Muerto en familia (29 page)

—Algo he oído —confirmé amargamente.

—No confíes en las otras hadas —me dijo Dermot—. Yo cometí ese error.

Sentí como si una bombilla se hubiese encendido sobre mi cabeza.

—Dermot, ¿te han lanzado magia? ¿Algo como un conjuro?

El alivio en sus ojos casi era palpable. Asintió frenéticamente.

—A menos que estén en guerra, a las hadas no les gusta matarse entre sí. Con la excepción de Neave y Lochlan. A ellos les gustaba matar lo que fuese. Pero no estoy muerto, así que hay esperanza.

Puede que las hadas fuesen reacias a matar a las de su especie, pero al parecer no les importaba llevarlas al borde de la locura.

—¿Hay algo que pueda hacer para invertir el conjuro? Quizá Claude pueda.

—Creo que Claude tiene poca magia —dijo Dermot—. Lleva demasiado tiempo viviendo entre los humanos. Mi queridísima sobrina, te quiero. ¿Cómo está tu hermano?

De vuelta al mundo de los pirados. Pobre Dermot, que Dios lo bendiga. Lo abracé cediendo a un impulso.

—Mi hermano está muy contento, tío Dermot. Está saliendo con una mujer que está hecha para él y que no quiere aprovecharse. Se llama Michele, como mi madre, pero con una «l» en vez de dos.

Dermot bajó la mirada y me sonrió. Difícil decir cuánto de todo aquello estaba absorbiendo.

—Los muertos te aman —dijo él, y yo me forcé a mantener la sonrisa.

—¿Te refieres al vampiro Eric? Eso dice.

—Otros también. Están pugnando por ti.

Ésa fue una revelación poco bienvenida. Dermot tenía razón. Había estado sintiendo a Eric a través del vínculo, como era normal, pero había otras dos presencias grises acompañándome en cada momento después de anochecer: Alexei y Apio Livio. Resultaba agotador, y no me había dado cuenta hasta ese momento.

—Esta noche —anunció Dermot— recibirás visita.

Así que ahora era un profeta.

—¿Agradable?

Se encogió de hombros.

—Eso es una cuestión de gusto y experiencia.

—Eh, tío Dermot, ¿sueles pasear a menudo por estas tierras?

—Me da mucho miedo el otro —respondió—, pero intento observarte de vez en cuando.

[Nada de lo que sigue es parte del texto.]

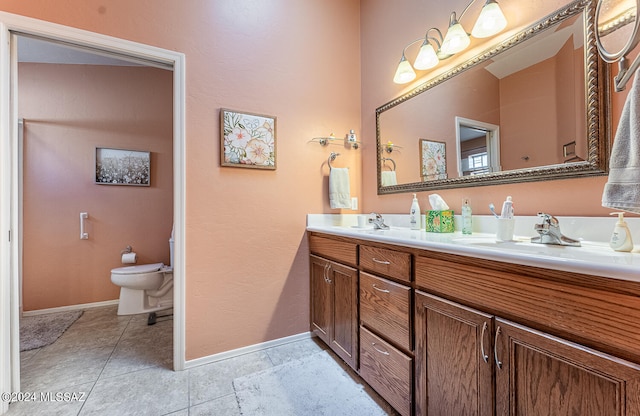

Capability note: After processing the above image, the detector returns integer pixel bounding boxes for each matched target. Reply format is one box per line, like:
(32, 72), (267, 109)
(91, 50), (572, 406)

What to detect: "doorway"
(0, 13), (185, 414)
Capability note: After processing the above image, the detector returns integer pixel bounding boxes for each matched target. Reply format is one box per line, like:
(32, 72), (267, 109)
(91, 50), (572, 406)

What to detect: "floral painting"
(420, 139), (447, 181)
(220, 108), (276, 169)
(96, 147), (151, 186)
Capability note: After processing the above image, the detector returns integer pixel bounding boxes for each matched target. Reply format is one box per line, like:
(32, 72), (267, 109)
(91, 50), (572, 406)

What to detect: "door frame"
(0, 12), (186, 414)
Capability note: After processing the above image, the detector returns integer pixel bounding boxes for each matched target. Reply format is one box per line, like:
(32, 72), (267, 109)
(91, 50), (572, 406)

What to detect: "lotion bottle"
(462, 198), (473, 235)
(609, 212), (633, 251)
(500, 196), (513, 218)
(409, 194), (422, 230)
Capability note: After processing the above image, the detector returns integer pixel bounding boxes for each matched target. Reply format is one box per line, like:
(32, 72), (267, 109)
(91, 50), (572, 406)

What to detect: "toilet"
(111, 232), (173, 319)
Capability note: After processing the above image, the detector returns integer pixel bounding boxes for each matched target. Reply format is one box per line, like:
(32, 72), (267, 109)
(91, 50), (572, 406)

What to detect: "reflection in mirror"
(596, 0), (640, 92)
(376, 1), (608, 193)
(596, 0), (638, 62)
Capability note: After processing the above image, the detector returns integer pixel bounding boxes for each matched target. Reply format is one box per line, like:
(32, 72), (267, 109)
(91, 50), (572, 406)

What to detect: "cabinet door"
(415, 292), (494, 416)
(495, 319), (640, 416)
(309, 255), (358, 369)
(309, 255), (333, 345)
(328, 262), (358, 369)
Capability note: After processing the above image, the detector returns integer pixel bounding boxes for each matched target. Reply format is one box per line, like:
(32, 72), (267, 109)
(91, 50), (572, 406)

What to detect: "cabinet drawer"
(360, 272), (411, 351)
(360, 245), (411, 282)
(360, 327), (413, 416)
(309, 234), (358, 266)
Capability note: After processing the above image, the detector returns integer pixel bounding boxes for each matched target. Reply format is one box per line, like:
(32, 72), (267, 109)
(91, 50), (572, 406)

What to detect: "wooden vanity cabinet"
(310, 249), (358, 370)
(309, 233), (640, 416)
(415, 291), (494, 416)
(359, 244), (413, 416)
(415, 257), (640, 416)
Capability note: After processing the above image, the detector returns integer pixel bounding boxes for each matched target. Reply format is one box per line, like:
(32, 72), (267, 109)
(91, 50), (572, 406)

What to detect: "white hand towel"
(380, 170), (398, 186)
(602, 71), (640, 213)
(329, 168), (351, 209)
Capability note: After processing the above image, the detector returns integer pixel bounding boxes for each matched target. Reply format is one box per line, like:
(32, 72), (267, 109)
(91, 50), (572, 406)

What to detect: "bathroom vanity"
(307, 216), (640, 416)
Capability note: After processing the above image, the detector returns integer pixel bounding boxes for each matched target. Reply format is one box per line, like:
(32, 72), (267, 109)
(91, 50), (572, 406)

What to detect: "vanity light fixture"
(393, 0), (507, 84)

Trataba de decidir si eso era bueno o malo cuando desapareció delante de mis ojos. ¡Puf! Vi una especie de borrón y luego nada. Sus manos estaban sobre mis hombros y, de repente, nada. Supuse que la tensión de conversar con otra persona había podido con Dermot.

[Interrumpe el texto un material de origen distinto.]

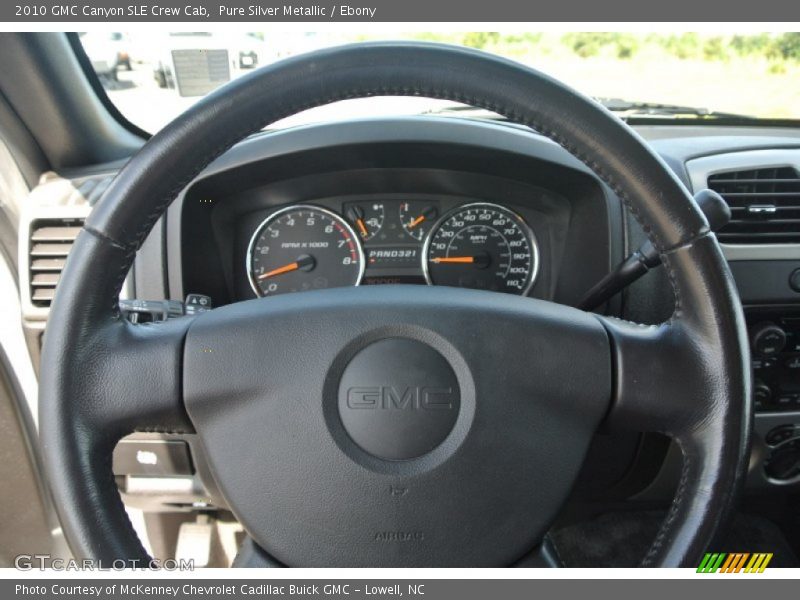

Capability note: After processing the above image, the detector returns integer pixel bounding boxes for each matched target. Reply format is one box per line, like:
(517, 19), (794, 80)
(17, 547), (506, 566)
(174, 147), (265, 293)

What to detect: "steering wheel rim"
(40, 43), (751, 566)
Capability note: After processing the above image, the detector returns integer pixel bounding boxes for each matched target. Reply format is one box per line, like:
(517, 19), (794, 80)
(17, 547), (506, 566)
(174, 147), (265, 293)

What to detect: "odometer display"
(423, 203), (539, 295)
(247, 205), (365, 296)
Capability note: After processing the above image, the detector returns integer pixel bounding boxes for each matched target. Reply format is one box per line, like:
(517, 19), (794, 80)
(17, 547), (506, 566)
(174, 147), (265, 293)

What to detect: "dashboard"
(179, 124), (622, 314)
(246, 195), (539, 296)
(15, 116), (800, 510)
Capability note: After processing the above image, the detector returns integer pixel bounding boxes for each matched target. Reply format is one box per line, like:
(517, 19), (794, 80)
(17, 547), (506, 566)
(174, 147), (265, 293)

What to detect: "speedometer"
(422, 202), (539, 295)
(247, 204), (365, 296)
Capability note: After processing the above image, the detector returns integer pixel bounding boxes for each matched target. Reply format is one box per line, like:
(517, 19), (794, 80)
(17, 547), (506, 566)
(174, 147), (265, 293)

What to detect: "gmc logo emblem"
(347, 385), (453, 410)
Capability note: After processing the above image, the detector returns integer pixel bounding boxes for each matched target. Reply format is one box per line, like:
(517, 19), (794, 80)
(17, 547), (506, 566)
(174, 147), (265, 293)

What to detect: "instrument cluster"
(246, 197), (539, 296)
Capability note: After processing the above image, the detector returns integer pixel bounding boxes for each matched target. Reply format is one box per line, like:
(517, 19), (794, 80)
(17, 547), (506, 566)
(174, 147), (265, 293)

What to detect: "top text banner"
(0, 0), (800, 23)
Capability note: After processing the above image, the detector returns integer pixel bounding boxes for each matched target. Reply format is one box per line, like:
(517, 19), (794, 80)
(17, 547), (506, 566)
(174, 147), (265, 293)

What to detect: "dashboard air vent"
(708, 166), (800, 244)
(28, 219), (83, 307)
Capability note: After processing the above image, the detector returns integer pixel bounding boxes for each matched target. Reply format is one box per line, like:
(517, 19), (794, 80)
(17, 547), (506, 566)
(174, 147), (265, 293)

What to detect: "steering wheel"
(39, 43), (751, 567)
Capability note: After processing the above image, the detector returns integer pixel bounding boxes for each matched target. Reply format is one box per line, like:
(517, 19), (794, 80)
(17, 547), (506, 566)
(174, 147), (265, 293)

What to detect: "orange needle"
(408, 215), (425, 229)
(431, 256), (475, 264)
(258, 261), (300, 279)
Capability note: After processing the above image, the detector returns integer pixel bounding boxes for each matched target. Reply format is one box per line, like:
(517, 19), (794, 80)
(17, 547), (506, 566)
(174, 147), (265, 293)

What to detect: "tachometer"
(247, 205), (365, 296)
(422, 202), (539, 295)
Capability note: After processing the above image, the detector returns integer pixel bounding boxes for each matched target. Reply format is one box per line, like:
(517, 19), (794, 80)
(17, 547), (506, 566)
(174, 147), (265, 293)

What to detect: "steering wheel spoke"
(84, 317), (193, 435)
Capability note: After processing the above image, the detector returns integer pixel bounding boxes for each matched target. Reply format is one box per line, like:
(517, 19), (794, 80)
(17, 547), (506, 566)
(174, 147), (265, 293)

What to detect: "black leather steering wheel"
(40, 43), (750, 566)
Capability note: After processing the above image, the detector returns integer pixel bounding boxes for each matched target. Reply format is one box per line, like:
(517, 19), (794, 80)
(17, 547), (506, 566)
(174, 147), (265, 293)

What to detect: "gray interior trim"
(686, 148), (800, 261)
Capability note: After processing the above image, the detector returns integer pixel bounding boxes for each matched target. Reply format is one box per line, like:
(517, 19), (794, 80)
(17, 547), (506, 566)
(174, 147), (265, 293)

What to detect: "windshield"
(79, 31), (800, 133)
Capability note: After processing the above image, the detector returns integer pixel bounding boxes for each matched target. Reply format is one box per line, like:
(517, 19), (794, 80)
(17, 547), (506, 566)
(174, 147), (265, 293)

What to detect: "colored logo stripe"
(697, 552), (773, 573)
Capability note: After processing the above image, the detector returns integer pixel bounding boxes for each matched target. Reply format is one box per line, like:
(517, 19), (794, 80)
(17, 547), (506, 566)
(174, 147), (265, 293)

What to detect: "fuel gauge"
(400, 200), (439, 241)
(345, 202), (385, 242)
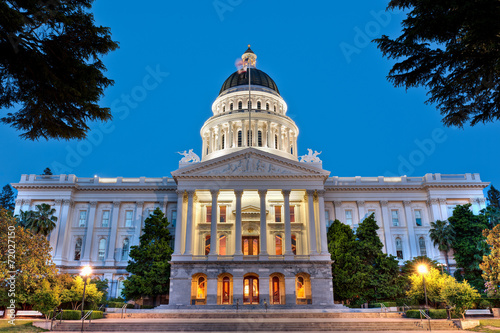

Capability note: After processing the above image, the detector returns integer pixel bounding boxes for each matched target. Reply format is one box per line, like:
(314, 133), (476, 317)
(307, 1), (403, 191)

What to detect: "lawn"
(469, 319), (500, 333)
(0, 319), (45, 332)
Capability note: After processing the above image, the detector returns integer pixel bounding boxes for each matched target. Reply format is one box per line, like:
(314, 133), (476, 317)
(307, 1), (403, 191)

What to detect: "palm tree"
(429, 220), (455, 274)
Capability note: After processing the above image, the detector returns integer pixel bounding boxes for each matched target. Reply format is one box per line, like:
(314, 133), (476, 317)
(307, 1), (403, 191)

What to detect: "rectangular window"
(219, 206), (226, 222)
(78, 210), (87, 227)
(205, 206), (212, 223)
(345, 209), (352, 225)
(101, 210), (109, 228)
(391, 209), (399, 227)
(274, 206), (281, 222)
(125, 210), (132, 228)
(415, 210), (422, 227)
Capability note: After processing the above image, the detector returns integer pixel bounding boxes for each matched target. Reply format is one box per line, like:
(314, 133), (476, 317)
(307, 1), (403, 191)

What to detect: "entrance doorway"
(243, 276), (259, 304)
(242, 236), (259, 256)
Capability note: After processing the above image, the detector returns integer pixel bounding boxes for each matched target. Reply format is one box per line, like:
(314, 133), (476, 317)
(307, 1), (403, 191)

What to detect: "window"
(101, 210), (109, 228)
(345, 209), (352, 225)
(98, 238), (106, 260)
(74, 238), (82, 260)
(274, 206), (281, 222)
(274, 235), (283, 256)
(122, 238), (130, 260)
(205, 235), (210, 256)
(391, 209), (399, 227)
(219, 235), (227, 256)
(78, 210), (87, 227)
(418, 237), (427, 256)
(396, 237), (403, 260)
(219, 206), (226, 222)
(205, 206), (212, 223)
(415, 210), (422, 227)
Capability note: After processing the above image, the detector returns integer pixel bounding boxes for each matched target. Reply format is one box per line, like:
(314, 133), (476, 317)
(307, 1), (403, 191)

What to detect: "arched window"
(396, 237), (403, 260)
(274, 235), (283, 256)
(418, 237), (427, 256)
(219, 235), (227, 256)
(122, 238), (130, 260)
(196, 276), (206, 299)
(98, 238), (106, 260)
(75, 238), (82, 260)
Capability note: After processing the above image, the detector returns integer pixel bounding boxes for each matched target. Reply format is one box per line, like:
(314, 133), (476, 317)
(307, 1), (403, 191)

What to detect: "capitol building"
(12, 47), (489, 308)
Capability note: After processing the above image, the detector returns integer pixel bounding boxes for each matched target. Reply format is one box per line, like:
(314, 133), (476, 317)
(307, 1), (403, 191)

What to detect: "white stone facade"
(12, 50), (488, 307)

Vaya. Había sido una experiencia de lo más extraña.

Miré a mi alrededor imaginando que quizá vería alguna otra señal de su desaparición. Puede que incluso decidiera volver. Pero no pasó nada. No se escuchaba ningún sonido salvo el prosaico rugido de mi estómago recordándome que no había comido nada desde el almuerzo y que era hora de cenar. Regresé a casa con piernas temblorosas y me dejé caer sobre la mesa de la cocina. Una conversación con un espía. Una entrevista con un hada desquiciado. Oh, sí, y tenía que llamar a Jason para que volviese a activar la alerta feérica. Eso era algo que podía hacer sentada.

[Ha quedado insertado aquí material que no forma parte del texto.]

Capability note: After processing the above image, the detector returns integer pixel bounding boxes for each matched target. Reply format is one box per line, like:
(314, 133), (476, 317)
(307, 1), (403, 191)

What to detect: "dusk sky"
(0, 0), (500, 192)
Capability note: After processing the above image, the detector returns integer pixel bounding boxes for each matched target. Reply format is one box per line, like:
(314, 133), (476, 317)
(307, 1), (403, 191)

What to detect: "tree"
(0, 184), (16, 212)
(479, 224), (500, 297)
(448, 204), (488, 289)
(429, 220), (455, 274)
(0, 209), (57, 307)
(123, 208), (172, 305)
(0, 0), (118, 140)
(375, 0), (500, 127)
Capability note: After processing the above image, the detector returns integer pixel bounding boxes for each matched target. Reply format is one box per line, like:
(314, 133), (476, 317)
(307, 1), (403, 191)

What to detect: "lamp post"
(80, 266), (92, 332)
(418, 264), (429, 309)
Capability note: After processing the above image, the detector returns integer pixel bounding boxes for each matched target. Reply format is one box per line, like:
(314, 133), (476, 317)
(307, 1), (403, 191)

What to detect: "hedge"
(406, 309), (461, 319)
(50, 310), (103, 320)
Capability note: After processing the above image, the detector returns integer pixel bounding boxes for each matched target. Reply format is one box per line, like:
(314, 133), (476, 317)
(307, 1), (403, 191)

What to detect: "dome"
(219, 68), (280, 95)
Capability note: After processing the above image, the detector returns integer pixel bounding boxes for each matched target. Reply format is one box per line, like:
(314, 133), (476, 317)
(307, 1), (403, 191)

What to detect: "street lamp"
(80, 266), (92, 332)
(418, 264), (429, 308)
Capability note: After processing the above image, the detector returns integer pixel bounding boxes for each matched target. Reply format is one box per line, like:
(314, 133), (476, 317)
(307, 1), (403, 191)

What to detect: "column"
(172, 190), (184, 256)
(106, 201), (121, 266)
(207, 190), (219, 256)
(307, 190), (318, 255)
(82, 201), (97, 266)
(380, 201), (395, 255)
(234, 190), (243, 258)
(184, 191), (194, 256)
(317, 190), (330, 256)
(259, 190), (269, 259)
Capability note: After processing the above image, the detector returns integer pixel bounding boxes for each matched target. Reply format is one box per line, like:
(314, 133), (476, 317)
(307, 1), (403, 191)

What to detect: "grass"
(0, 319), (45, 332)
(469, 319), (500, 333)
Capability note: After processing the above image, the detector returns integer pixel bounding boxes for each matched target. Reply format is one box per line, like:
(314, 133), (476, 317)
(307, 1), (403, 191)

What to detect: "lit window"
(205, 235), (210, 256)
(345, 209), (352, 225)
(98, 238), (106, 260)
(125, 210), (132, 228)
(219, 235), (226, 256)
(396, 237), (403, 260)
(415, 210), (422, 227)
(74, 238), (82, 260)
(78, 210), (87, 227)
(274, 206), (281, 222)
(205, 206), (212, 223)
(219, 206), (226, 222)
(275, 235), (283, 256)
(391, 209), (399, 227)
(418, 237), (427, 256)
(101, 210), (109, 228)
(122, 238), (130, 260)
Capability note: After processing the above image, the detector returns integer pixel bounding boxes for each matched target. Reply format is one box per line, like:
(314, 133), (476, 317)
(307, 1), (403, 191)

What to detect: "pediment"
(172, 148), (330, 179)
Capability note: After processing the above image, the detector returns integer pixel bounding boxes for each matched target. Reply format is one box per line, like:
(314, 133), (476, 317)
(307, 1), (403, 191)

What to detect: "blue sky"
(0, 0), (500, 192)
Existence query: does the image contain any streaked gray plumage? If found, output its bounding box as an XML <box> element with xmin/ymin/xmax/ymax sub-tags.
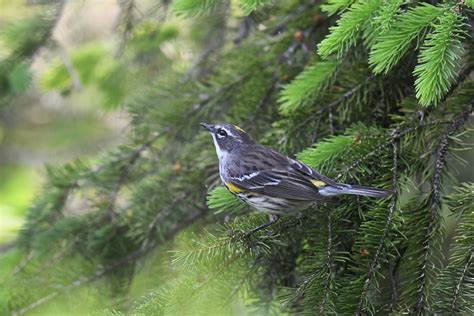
<box><xmin>201</xmin><ymin>123</ymin><xmax>391</xmax><ymax>215</ymax></box>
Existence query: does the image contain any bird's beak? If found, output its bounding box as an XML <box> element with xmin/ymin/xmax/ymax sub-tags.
<box><xmin>200</xmin><ymin>123</ymin><xmax>214</xmax><ymax>132</ymax></box>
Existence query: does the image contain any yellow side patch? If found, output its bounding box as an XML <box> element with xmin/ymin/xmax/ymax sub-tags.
<box><xmin>310</xmin><ymin>180</ymin><xmax>326</xmax><ymax>189</ymax></box>
<box><xmin>225</xmin><ymin>182</ymin><xmax>244</xmax><ymax>194</ymax></box>
<box><xmin>234</xmin><ymin>125</ymin><xmax>245</xmax><ymax>133</ymax></box>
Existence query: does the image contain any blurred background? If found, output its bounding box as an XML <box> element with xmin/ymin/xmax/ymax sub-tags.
<box><xmin>0</xmin><ymin>0</ymin><xmax>181</xmax><ymax>247</ymax></box>
<box><xmin>0</xmin><ymin>0</ymin><xmax>474</xmax><ymax>315</ymax></box>
<box><xmin>0</xmin><ymin>0</ymin><xmax>193</xmax><ymax>315</ymax></box>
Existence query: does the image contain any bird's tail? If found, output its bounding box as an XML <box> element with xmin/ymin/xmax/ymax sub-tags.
<box><xmin>319</xmin><ymin>184</ymin><xmax>393</xmax><ymax>198</ymax></box>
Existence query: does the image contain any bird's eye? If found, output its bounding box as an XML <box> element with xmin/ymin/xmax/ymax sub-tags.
<box><xmin>217</xmin><ymin>128</ymin><xmax>227</xmax><ymax>137</ymax></box>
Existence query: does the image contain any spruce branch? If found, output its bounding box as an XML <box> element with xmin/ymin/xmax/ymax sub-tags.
<box><xmin>12</xmin><ymin>212</ymin><xmax>206</xmax><ymax>315</ymax></box>
<box><xmin>414</xmin><ymin>100</ymin><xmax>474</xmax><ymax>313</ymax></box>
<box><xmin>318</xmin><ymin>0</ymin><xmax>381</xmax><ymax>59</ymax></box>
<box><xmin>319</xmin><ymin>210</ymin><xmax>334</xmax><ymax>314</ymax></box>
<box><xmin>451</xmin><ymin>246</ymin><xmax>474</xmax><ymax>311</ymax></box>
<box><xmin>355</xmin><ymin>138</ymin><xmax>400</xmax><ymax>315</ymax></box>
<box><xmin>414</xmin><ymin>10</ymin><xmax>467</xmax><ymax>106</ymax></box>
<box><xmin>369</xmin><ymin>3</ymin><xmax>445</xmax><ymax>74</ymax></box>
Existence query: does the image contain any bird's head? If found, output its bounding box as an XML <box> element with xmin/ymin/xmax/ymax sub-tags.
<box><xmin>201</xmin><ymin>123</ymin><xmax>254</xmax><ymax>158</ymax></box>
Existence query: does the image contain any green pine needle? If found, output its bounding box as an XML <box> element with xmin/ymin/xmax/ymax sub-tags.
<box><xmin>318</xmin><ymin>0</ymin><xmax>381</xmax><ymax>58</ymax></box>
<box><xmin>464</xmin><ymin>0</ymin><xmax>474</xmax><ymax>9</ymax></box>
<box><xmin>207</xmin><ymin>187</ymin><xmax>246</xmax><ymax>214</ymax></box>
<box><xmin>240</xmin><ymin>0</ymin><xmax>271</xmax><ymax>15</ymax></box>
<box><xmin>369</xmin><ymin>3</ymin><xmax>445</xmax><ymax>74</ymax></box>
<box><xmin>321</xmin><ymin>0</ymin><xmax>354</xmax><ymax>15</ymax></box>
<box><xmin>414</xmin><ymin>10</ymin><xmax>466</xmax><ymax>106</ymax></box>
<box><xmin>172</xmin><ymin>0</ymin><xmax>220</xmax><ymax>16</ymax></box>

Tras la conversación, y una vez recuperada la movilidad de mis piernas, recordé que debía meter los periódicos en casa. Mientras cocinaba un pastel de carne de Marie Calender’s, leí los periódicos de los últimos dos días.

Por desgracia, había demasiadas cosas interesantes en la portada. Se había producido un horrible asesinato en Shreveport, probablemente relacionado con asuntos de bandas. La víctima era un joven negro ataviado con los colores de una banda, lo cual era como una flecha de neón para la policía, aunque no había recibido ningún disparo. Lo habían apuñalado varias veces antes de rajarle la garganta. Agh. A mí me parecía algo más personal que un ajuste de cuentas entre bandas. A la noche siguiente, ocurrió lo mismo, en esta ocasión con un crío de diecinueve años y los colores de una banda rival. Había muerto de la misma forma horripilante. Agité la cabeza ante la estupidez de esos jóvenes que morían por causa de lo que a mí me parecían nimiedades, y pasé a otro artículo que encontré tan electrizante como preocupante.

La tensión por el asunto del registro de los licántropos iba en aumento. Según los periódicos, los propios licántropos eran la gran controversia. Los artículos apenas mencionaban a los demás cambiantes, aunque sí se sabía de un zorro, un murciélago, dos tigres, un puñado de panteras y otro cambiante. Los licántropos, más numerosos entre los de doble naturaleza, eran los que estaban sufriendo la reacción violenta y se quejaban de ello abiertamente, como era debido.

«¿Por qué tendría que registrarme como si fuese un inmigrante ilegal o un ciudadano fallecido?», decía Scott Wacker, general del ejército. «Mi familia lleva seis generaciones en este país, todas sirviendo en el ejército. Mi hija está en Irak. ¿Qué más quieren?».

El gobernador de uno de los Estados del noroeste había dicho: «Tenemos que saber quién es un licántropo y quién no. En caso de accidente, las autoridades han de saberlo para evitar la contaminación de la sangre y ayudar en la identificación».

Hundí la cuchara sobre la costra superficial para liberar parte del calor del pastel. Lo medité. «Chorradas», concluí.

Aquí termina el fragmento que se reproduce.